New Zealand taught me new things. It was here that I first stood up (and immediately fell down) on a pair of skis. It was here that I went bone-carving, out on the Cocromandel peninsula, and carved with my own fair hand a stylised curclicued pendant which represented a taniwha, a Maori water spirit or demi-god (one of my nieces has that piece of carving now). I learned how to be an in-house editor. I also learned - perhaps far more importantly - a whole load of stuff about a culture which I had never known that much about before - and it opened up the South Pacific for me. I learned about Polynesian voyages, and their beliefs, and their legends, and their spirits, and their gods, and a smattering of a whole new language or set of languages (Maori is phonetic, and I could impress my Kiwi friends by being able to at least pronounce and READ it properly, right from the beginning, from the first time I laid eyes on a Maori word. It taught me about mana, and about the relationships between the holy and the quotidian. New Zealand gave my first relationship with a cat, ever, and it also gave me one of the best dogs that it was ever possible for a human being to love.

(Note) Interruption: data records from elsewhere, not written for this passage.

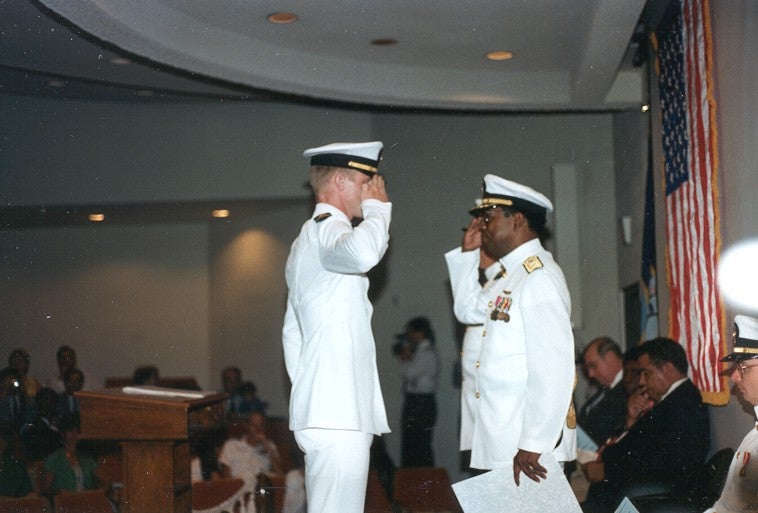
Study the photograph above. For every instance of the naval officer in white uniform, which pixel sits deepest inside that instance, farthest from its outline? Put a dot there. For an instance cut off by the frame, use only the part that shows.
(740, 492)
(525, 370)
(336, 404)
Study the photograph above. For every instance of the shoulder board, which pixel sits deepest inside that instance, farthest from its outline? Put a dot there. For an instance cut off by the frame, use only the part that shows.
(532, 263)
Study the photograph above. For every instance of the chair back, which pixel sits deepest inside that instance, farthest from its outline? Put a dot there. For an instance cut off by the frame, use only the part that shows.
(28, 504)
(376, 496)
(425, 489)
(88, 501)
(231, 495)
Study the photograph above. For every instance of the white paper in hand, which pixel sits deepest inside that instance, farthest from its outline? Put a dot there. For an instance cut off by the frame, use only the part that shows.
(496, 492)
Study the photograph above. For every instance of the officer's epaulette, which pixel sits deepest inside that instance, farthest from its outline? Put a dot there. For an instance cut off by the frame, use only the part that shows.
(532, 263)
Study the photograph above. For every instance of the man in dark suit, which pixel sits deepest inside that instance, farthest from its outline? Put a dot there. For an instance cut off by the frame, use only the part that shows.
(605, 411)
(667, 437)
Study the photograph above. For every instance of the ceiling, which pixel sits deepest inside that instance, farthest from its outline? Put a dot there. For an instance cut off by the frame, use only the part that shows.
(568, 54)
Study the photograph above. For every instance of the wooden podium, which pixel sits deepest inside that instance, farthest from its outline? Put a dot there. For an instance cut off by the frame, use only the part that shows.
(153, 431)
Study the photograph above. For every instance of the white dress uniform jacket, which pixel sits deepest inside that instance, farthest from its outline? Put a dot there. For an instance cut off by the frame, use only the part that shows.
(472, 345)
(329, 348)
(525, 370)
(740, 493)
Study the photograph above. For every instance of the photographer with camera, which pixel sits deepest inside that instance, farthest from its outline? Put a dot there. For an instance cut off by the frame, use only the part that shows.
(419, 368)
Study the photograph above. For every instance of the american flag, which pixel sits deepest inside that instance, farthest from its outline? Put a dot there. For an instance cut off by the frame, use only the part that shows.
(692, 218)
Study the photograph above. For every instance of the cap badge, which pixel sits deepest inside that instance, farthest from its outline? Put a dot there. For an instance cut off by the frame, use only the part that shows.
(532, 263)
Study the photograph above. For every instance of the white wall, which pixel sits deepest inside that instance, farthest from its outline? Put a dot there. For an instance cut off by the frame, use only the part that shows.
(231, 305)
(122, 296)
(735, 30)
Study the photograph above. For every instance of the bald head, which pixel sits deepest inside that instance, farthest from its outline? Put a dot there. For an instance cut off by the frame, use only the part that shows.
(602, 360)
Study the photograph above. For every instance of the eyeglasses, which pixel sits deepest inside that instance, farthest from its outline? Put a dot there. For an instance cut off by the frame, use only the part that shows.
(744, 368)
(487, 215)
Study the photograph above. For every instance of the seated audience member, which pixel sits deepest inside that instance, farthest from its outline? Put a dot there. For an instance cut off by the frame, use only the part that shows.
(68, 468)
(606, 409)
(66, 359)
(20, 361)
(205, 447)
(231, 380)
(14, 478)
(255, 453)
(740, 492)
(246, 401)
(146, 375)
(631, 379)
(14, 407)
(73, 382)
(668, 431)
(41, 435)
(251, 454)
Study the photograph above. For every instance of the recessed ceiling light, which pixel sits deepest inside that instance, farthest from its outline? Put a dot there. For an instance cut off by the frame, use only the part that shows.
(386, 41)
(282, 17)
(500, 55)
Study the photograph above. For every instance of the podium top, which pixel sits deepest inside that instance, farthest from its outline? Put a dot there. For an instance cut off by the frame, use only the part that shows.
(146, 413)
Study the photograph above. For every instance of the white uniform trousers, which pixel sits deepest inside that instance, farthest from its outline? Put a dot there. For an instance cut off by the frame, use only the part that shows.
(336, 469)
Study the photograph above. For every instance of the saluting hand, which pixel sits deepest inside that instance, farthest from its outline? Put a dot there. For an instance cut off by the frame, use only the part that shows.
(374, 189)
(472, 237)
(527, 462)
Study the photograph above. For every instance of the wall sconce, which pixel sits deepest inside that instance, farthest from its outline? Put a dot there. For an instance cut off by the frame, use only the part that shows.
(626, 229)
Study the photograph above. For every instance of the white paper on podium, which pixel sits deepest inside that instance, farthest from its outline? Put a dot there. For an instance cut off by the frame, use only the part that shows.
(496, 492)
(626, 506)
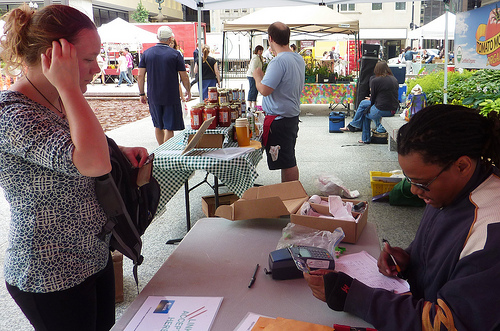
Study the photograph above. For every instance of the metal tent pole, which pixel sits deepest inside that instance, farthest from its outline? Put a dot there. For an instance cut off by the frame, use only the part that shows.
(200, 52)
(446, 58)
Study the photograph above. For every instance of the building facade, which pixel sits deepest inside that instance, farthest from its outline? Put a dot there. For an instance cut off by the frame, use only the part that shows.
(104, 11)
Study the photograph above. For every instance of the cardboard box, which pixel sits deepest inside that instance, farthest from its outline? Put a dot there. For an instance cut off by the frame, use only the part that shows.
(208, 140)
(208, 202)
(273, 201)
(270, 201)
(352, 230)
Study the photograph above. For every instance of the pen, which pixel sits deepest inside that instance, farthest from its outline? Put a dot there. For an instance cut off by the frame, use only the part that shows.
(392, 257)
(252, 280)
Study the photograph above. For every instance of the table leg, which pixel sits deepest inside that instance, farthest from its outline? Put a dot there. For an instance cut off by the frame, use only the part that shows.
(188, 213)
(215, 188)
(216, 191)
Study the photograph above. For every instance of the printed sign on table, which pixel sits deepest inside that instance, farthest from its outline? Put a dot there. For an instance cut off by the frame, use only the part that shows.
(477, 38)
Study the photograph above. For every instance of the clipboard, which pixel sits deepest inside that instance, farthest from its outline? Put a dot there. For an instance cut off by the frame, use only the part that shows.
(201, 131)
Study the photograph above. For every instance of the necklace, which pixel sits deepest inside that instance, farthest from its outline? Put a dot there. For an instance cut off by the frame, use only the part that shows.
(60, 104)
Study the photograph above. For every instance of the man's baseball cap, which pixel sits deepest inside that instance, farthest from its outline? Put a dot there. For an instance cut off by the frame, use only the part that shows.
(164, 32)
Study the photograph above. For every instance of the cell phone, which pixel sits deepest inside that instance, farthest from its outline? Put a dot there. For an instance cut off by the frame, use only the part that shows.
(150, 158)
(309, 258)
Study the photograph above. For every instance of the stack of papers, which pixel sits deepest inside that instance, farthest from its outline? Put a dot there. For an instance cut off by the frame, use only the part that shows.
(175, 313)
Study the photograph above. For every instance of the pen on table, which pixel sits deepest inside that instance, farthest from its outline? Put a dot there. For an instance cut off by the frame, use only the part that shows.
(252, 280)
(392, 257)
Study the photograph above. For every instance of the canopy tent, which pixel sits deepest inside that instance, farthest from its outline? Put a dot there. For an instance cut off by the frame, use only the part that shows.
(435, 29)
(305, 22)
(310, 20)
(120, 31)
(200, 5)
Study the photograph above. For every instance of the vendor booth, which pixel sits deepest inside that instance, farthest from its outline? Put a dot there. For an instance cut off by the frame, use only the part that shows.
(117, 35)
(314, 22)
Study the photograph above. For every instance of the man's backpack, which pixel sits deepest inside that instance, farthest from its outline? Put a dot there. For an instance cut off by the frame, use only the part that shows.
(130, 208)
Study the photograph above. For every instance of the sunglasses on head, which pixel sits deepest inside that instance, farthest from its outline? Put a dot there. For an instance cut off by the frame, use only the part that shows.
(425, 187)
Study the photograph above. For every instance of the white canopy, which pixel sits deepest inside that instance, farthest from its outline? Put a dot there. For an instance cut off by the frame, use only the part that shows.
(233, 4)
(315, 20)
(120, 31)
(435, 29)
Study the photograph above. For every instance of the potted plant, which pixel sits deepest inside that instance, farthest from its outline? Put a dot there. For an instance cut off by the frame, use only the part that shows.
(323, 74)
(344, 79)
(332, 78)
(311, 71)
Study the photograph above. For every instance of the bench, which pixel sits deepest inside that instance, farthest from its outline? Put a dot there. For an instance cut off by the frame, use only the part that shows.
(392, 125)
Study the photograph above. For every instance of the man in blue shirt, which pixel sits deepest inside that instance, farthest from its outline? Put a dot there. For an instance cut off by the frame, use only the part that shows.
(281, 87)
(409, 58)
(163, 66)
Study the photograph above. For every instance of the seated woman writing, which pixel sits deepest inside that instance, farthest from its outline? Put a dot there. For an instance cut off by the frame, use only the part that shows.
(383, 102)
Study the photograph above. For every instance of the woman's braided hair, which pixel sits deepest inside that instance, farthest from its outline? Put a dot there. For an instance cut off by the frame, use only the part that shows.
(443, 133)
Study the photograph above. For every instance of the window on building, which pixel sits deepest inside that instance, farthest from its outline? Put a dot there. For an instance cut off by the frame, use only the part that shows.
(348, 7)
(106, 15)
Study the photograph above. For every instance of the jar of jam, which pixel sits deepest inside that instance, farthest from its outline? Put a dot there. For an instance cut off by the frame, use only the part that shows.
(213, 95)
(209, 112)
(222, 97)
(236, 95)
(224, 115)
(197, 116)
(235, 110)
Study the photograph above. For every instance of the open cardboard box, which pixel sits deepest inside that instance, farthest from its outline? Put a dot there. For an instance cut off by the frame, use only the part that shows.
(352, 230)
(208, 202)
(273, 201)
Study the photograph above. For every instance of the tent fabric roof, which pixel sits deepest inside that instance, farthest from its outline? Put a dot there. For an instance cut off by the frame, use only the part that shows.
(120, 31)
(235, 4)
(435, 29)
(318, 20)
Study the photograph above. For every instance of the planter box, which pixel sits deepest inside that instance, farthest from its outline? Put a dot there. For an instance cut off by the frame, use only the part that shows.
(323, 79)
(310, 79)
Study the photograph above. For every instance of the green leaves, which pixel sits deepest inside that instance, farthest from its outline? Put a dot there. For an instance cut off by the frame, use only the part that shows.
(141, 15)
(475, 89)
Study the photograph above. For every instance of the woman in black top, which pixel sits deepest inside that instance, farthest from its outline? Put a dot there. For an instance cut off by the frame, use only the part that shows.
(210, 71)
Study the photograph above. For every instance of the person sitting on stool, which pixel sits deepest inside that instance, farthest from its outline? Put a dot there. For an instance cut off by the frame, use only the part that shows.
(383, 102)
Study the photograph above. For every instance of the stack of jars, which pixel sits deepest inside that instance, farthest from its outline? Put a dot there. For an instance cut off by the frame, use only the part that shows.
(226, 105)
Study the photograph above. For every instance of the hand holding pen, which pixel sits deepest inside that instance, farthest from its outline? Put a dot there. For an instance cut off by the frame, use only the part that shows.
(392, 260)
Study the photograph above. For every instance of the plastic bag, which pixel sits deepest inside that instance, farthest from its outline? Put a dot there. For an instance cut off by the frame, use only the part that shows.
(295, 234)
(332, 185)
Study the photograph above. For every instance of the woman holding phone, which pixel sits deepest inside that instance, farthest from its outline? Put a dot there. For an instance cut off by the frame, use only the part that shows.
(51, 147)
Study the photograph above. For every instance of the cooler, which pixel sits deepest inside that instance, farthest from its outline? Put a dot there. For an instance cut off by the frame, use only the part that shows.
(337, 121)
(399, 72)
(402, 89)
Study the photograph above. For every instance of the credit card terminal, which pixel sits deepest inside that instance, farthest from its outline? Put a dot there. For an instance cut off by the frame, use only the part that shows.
(309, 258)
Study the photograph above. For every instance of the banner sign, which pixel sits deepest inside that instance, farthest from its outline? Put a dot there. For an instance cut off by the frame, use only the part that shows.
(477, 38)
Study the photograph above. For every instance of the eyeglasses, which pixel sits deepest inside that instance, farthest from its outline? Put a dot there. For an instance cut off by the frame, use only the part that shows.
(425, 187)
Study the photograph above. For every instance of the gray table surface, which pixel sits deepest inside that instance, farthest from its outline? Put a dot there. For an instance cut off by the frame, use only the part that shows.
(218, 257)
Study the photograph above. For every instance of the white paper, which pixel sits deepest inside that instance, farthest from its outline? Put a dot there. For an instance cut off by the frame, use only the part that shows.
(229, 153)
(175, 313)
(363, 267)
(169, 152)
(248, 322)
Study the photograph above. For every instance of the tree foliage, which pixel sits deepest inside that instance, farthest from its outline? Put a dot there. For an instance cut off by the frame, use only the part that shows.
(141, 15)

It made me shake my head with a complete lack of comprehension because of its attitudes to certain things. When the All-Blacks lost to France in a rugby match one year, the entire country went into deep mourning, and you might have been forgiven for expecting all the flags to be taken to half-staff and everyone to walk around singing dirges. At my workplace, a New Zealand branch of a large international educational publishing firm, I would often get accosted with passionate inquiries about "the game" of the night before. Not being a sports fanatic in general, and with a rather deep disinterest in rugby in particular, I would respond with genuine bafflement and a question along the lines of, "What game?" - and I would be rewared by responses ranging from astonishment to something almost like pity.
New Zealand also took me back to the Middle Ages, because it was here that I got involved in the SCA. I still have a closet-full of medieval garb from those days, including a breathtaking gown hand-embroidered in silk and gold (yes, by my own fair hand) which I will probably never wear again but which I am strangely reluctant to give away. I even took part in a full medieval wedding between one of my best friends in New Zealand and her sweethheart - I was a bridesmaid, of sorts, wearing a full-skirted medieval gown and a copper circlet holding back my unbound hair (as was proper for a maiden...) I still bear a jagged white scar from the time I attempted, at one of the SCA events at camp, to open a walnut with a serrated breadknife and slicing deep into my finger instead. I don't know how the Middle Ages survived without Band-Aids. Really.
And yes, it was the one time I lived in the Land of Tomorrow. Any family and friends I had who lived practically anywhere else in the world from me were always "yesterday" to me. it seemed like I was out there chasing the dawn - the voyage of the Dawn Treader all over again - while the rest of the world was scrambling to keep up. I remember that feeling. I kind of treasure it.
I've not been back, now, for going on eight years - nearly a decade. I may never return. But I carry it with me, New Zealand, and somewhere back there, on volcanic beaches and beside pools of boiling water and in the shadow of temperate rainforests and on the shores of the only fjords outside of Norway and on the foothills of perfect sleeping mountains waiting to explode into life - in one of the youngest and the oldest lands on this planet - there is a shadow-self that I have left behind, a part of me that still remains.
Kia ora, Aotearoa, Land of the Long White Cloud. Thank you. For everything.